For example, consider a hospital that schedules fixed numbers of patients for surgery on each of the 7 days of the week, say $x_{1}, x_{2}, \dots x_{7},$ and where all patients have lengths of stay sampled from the same distribution, i.e., ${l_{0}, l_{1}, l_{2}, \dots .},$ where $l_{i} = prob (sta y = i days),$ $l_{0}$ includes the probability that a patient does not attend, and ${L'}_{i} = prob (stay \geq i days) .$ Then applying result 2.1.4(i) for the special case of deterministic arrivals, there is only one type of patient (i.e., R = 1), so if we are interested in the demand for beds on the following Monday from a week’s worth of scheduled patients: $N_{s} (t) = \sum_{r = 1}^{1} \sum_{j = 1}^{7} N_{s} (r, j, t)$ where $N_{s} (1, j, t) \sim Bin (x_{j}, θ_{1, j})$ and $θ_{1, j} = p_{s} (1, j, 8) = prob [(service time of patient) \geq (8 - j)] = {L'}_{8 - j}$

Hence, $N_{s} (t)$ is the sum of seven independent binomial distributions. Therefore, its distribution can be obtained by convolution of the seven separate binomial distributions if required, and its mean and variance are simply: $E [N_{s} (t)] = \sum_{j = 1}^{7} x_{j} {L'}_{8 - j}$ $Var [N_{s} (t)] = \sum_{j = 1}^{7} x_{j} {L^{'}}_{8 - j} (1 - {L^{'}}_{8 - j})$

Clearly result 2.1.4(i) could also cope in a very similar way with the more involved case where there is more than one type of scheduled patient (i.e., R > 1) and/or lengths of stay are dependent on the day of admission.
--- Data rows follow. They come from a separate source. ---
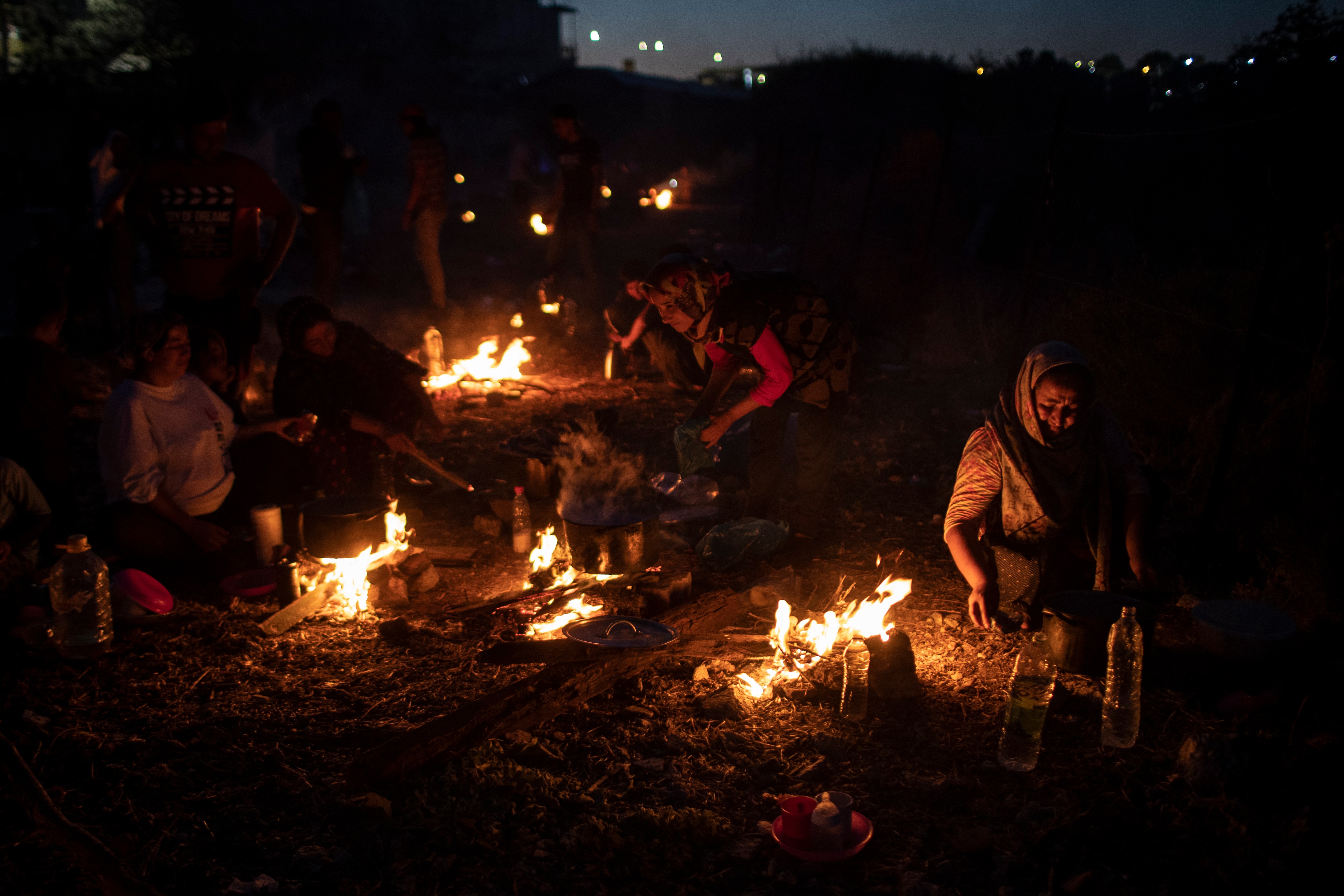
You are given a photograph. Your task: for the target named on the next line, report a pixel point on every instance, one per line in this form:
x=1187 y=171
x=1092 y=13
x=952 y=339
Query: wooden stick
x=437 y=468
x=115 y=879
x=531 y=700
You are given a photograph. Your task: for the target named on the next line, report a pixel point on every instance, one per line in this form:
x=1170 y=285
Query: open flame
x=350 y=574
x=576 y=609
x=486 y=370
x=799 y=645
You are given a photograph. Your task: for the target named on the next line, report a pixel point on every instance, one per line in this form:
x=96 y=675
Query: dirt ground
x=202 y=751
Similarly, result 2.1.4(i) can also be used to cope with predicting bed demand for situations where schedules are more stochastic in nature, and the discrete time or continuous time versions of results 2.1.4(ii) and (iii) can be used to model demands generated respectively by non-elective admissions to hospital and by combinations of elective and non-elective admissions.

Whilst real hospital behaviour is of course in continuous time, the daily routine of much hospital inpatient activity and the purposes for which the models are designed means that inpatient care has mainly been modelled in discrete time, with the choice of time-step dependent on the decisions to be made and the scale of any time effects. So, for example, Bagust et al. (Citation1999) and Helm and van Oyen (Citation2014) use daily time-steps when modelling inpatient bed requirements across a hospital, whereas Isken et al. (Citation2011) suggest using 2- or 4-h discrete time steps for modelling an obstetrics department. An exception is Tan, Tan, and Lau (Citation2013) who model an Emergency Department in continuous time by assuming exponential service times and use differential equations.
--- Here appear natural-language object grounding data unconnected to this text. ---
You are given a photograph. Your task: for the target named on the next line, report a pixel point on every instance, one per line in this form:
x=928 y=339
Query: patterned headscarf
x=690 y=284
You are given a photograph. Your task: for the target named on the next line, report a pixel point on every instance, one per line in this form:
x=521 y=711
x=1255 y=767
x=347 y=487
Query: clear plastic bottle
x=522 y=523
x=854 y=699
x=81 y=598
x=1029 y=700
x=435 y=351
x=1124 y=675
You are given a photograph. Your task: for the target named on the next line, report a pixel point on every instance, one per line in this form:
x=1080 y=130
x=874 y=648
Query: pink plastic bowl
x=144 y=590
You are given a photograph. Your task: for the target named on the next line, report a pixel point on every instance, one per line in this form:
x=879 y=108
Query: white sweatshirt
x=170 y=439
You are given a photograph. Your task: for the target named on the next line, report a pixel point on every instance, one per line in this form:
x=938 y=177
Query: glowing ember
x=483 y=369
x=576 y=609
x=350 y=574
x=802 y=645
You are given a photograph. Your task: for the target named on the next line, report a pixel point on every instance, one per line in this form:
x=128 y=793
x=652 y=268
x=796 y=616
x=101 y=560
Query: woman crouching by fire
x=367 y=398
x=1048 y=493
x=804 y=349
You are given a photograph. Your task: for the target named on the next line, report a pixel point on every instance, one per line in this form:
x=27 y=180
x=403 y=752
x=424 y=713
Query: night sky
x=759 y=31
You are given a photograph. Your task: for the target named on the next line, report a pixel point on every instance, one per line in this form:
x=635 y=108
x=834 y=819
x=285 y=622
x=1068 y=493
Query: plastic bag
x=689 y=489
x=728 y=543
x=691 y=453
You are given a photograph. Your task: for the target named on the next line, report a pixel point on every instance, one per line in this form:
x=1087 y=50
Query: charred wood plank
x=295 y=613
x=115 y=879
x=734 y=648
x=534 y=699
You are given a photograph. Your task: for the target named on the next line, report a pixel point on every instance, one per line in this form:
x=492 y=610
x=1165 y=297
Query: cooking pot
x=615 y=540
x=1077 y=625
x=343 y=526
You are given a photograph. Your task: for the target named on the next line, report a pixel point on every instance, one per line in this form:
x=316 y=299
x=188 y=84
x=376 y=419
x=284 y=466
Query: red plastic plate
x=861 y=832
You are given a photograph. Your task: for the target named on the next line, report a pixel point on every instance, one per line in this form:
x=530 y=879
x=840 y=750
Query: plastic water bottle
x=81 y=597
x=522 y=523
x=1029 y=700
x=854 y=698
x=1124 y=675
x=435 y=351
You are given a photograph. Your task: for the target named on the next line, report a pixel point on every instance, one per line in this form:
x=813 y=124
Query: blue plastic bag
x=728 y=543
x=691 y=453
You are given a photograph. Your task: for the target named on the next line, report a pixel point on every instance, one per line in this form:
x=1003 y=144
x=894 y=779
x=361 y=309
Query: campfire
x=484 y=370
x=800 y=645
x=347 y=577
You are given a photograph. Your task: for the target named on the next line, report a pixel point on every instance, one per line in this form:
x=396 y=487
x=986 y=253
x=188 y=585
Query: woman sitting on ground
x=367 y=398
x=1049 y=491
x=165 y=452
The infinite-server approach can be applied to any single-node system formulated in discrete time via results 2.1.4(i) to (iii) respectively for the cases where numbers of arrivals of patient types having general distributions, Poisson distributions, and some of each. Furthermore, in purely algorithmic terms, an algorithm for 2.1.4(iii) will naturally include algorithms for 2.1.4(i) and 2.1.4(ii). Hence, to aid the implementation of the consolidated infinite-server approach, we next provide some pseudocode for 2.1.4(iii).

Pseudocode for case 2.1.4 (iii) – This pseudocode is suitable for any single-node system formulated as an infinite-server queue. Hence, the “node” can refer to any suitable patient-state of interest, be it occupying a bed on a ward, under the care of a particular healthcare professional, or simply being in a state of interest. However, for ease of understanding the pseudocode below is explained in the language corresponding to the node of interest being a hospital ward which receives both planned and unplanned admissions of different types of patients, each type having its own arrival pattern and length of stay distribution.
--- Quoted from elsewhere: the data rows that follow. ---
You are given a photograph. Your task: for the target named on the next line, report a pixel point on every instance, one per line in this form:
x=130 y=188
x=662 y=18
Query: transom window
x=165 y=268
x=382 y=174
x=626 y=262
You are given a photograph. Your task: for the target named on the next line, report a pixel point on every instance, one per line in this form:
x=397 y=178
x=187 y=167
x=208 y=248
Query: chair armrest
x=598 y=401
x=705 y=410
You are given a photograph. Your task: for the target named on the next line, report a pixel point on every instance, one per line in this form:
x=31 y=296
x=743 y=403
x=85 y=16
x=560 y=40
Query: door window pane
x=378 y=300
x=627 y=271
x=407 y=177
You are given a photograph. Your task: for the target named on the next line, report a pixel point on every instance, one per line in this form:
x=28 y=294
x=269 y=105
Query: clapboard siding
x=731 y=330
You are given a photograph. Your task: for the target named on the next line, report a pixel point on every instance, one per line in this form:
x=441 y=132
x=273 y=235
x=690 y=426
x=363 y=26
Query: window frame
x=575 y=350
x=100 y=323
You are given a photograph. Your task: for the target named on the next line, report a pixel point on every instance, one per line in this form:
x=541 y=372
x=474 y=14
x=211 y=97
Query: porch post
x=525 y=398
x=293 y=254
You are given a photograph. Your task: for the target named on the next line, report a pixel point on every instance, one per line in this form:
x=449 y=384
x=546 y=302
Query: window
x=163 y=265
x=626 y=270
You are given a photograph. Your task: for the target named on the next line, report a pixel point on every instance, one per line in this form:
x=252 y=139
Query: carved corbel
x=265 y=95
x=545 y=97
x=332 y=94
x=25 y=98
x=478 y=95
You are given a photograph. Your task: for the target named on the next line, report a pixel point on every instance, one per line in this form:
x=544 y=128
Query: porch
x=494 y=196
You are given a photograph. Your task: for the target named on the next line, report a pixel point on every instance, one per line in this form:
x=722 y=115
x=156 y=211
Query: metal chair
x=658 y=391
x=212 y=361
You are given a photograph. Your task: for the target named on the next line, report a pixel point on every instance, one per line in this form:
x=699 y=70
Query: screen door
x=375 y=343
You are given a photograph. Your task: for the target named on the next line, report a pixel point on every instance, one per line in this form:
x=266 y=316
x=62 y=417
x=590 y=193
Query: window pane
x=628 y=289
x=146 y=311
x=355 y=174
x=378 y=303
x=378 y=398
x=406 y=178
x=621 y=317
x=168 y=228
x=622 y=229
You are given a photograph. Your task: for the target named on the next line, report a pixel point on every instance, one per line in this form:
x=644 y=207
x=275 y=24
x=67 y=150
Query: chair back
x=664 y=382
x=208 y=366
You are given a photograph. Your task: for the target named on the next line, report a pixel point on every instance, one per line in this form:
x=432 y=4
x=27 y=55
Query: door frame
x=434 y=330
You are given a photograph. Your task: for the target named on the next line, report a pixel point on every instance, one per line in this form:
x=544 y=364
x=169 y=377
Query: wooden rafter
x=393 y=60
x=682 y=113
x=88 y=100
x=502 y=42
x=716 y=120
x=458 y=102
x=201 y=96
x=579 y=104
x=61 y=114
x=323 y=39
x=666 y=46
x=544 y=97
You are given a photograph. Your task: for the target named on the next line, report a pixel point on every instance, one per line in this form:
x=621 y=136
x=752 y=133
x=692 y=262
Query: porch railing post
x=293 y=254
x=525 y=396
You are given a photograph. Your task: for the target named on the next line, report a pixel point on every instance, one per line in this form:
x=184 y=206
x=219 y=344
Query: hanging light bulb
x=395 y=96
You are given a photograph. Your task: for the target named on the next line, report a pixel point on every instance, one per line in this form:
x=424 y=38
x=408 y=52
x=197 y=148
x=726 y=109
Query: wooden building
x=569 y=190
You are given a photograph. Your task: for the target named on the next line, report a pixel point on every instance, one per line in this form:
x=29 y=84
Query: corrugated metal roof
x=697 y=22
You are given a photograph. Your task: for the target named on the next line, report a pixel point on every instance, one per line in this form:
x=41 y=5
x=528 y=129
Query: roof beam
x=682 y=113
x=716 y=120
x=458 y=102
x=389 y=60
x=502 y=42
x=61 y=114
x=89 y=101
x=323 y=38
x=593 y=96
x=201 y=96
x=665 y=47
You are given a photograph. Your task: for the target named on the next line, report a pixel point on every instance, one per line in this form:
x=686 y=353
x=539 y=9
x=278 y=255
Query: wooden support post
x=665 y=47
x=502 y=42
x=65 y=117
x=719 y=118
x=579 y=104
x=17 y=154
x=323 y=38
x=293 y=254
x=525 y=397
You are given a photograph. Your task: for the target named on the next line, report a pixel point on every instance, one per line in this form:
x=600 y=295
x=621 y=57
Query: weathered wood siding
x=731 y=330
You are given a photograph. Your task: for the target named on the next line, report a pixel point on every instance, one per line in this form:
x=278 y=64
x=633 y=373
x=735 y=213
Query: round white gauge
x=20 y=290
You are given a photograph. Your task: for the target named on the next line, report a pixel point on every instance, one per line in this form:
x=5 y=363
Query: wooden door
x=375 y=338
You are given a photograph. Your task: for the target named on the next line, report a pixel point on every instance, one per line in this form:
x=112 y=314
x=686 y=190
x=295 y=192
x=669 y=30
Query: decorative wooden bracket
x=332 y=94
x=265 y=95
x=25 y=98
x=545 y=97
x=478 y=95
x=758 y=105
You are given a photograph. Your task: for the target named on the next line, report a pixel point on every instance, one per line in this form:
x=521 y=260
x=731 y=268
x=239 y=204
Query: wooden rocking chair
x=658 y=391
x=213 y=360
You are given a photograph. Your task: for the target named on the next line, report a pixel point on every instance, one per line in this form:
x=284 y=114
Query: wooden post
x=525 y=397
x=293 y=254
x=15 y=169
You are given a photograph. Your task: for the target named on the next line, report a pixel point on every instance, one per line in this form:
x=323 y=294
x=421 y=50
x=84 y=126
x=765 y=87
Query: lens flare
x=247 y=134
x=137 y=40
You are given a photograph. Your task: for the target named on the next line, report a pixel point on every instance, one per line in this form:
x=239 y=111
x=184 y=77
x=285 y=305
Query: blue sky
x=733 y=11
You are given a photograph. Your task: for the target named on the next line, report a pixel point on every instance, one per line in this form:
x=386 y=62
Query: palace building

We consider the case where we want to obtain the probability distribution of the ward occupancy at time t. As in case 2.1.4 (iii) there are R types of patients (r = 1, …, R) and J possible arrival times { $u_{j} : j = 1, \dots, J},$ and we denote the number of patients of type r who arrived at time $u_{j}$ by the random variable $N_{s} (r, j, t) .$ Associated with each type-time combination $(r, j)$ there is a probability that the patient is still in hospital at time t, which we denoted by $\begin{matrix} θ_{r, j} = p_{s} (r, u_{j}, t) \\ = prob [patient of type r who arrives at time u_{j} has a length of stay \geq (t - u_{j})] \end{matrix}$

We first note that there may well be some, quite possibly many, $(r, j)$ combinations for which there are no possible patients. We, therefore, just consider the feasible combinations, and assume that for each feasible combination $(r, j)$ the length of stay distribution is known, and so $θ_{r, j}$ is known.

Also for each feasible combination $(r, j)$ we assume that the number of arrivals is an independent random variable, either with a known general distribution (as in 2.1.4(i)), i.e., taking values 0, 1, 2, …, K with probabilities $\{q_{r, j, 0}, q_{r, j, 1}, q_{r, j, 2} \dots q_{r, j, K}\},$ or has a Poisson distribution with mean $λ_{r, j}$ (as in 2.1.4(ii)). Note that for the general distributions we can assume each random variable has the same range (0 to K) by inserting zero probabilities where necessary.

The algorithm then has three parts.

Part 1: Calculate the mixture distribution for each feasible combination $(r, j)$ for which the number of arrivals has a general distribution.

For each feasible combination $(r, j)$ for which the number of arrivals has a general distribution, i.e., takes values 0, 1, 2, …, K with probabilities $\{q_{r, j, 0}, q_{r, j, 1}, q_{r, j, 2} \dots q_{r, j, K}\},$ obtain the mixture distribution of the number of patients in hospital at time t as in 2.1.4(i), i.e., using: ${N'}_{s} (r, j, t) \sim \{\begin{matrix} \begin{matrix} B in (0, θ_{r, j}) with prob = q_{r, j, 0} \\ B in (1, θ_{r, j}) with prob = q_{r, j, 1} \end{matrix} \\ \begin{matrix} \dots \dots \dots \dots \dots \dots \dots \dots . \\ B in (K, θ_{r, j}) with prob = q_{r, j, K} \end{matrix} \end{matrix}$

Note that in this equation the prime is introduced to indicate that this holds for $(r, j)$ combinations for which the number of arrivals takes a general distribution.

Part 2: Calculate the overall Poisson distribution for all feasible combinations $(r, j)$ for which the number of arrivals has a Poisson distribution.

For all feasible combinations $(r, j)$ for which the number of arrivals has a Poisson distribution with mean $λ_{r, j},$ obtain the Poisson distribution of their combined total number of patients in hospital at time t as in 2.1.4(ii), i.e. ${N''}_{s} (t) \sim Poisson (\sum_{r = 1}^{R ″} \sum_{j = 1}^{J ″} λ_{r, j} θ_{r, j})$

Note that in this equation the double primes are introduced to indicate that the summation is only over the $(r, j)$ combinations which have Poisson arrivals.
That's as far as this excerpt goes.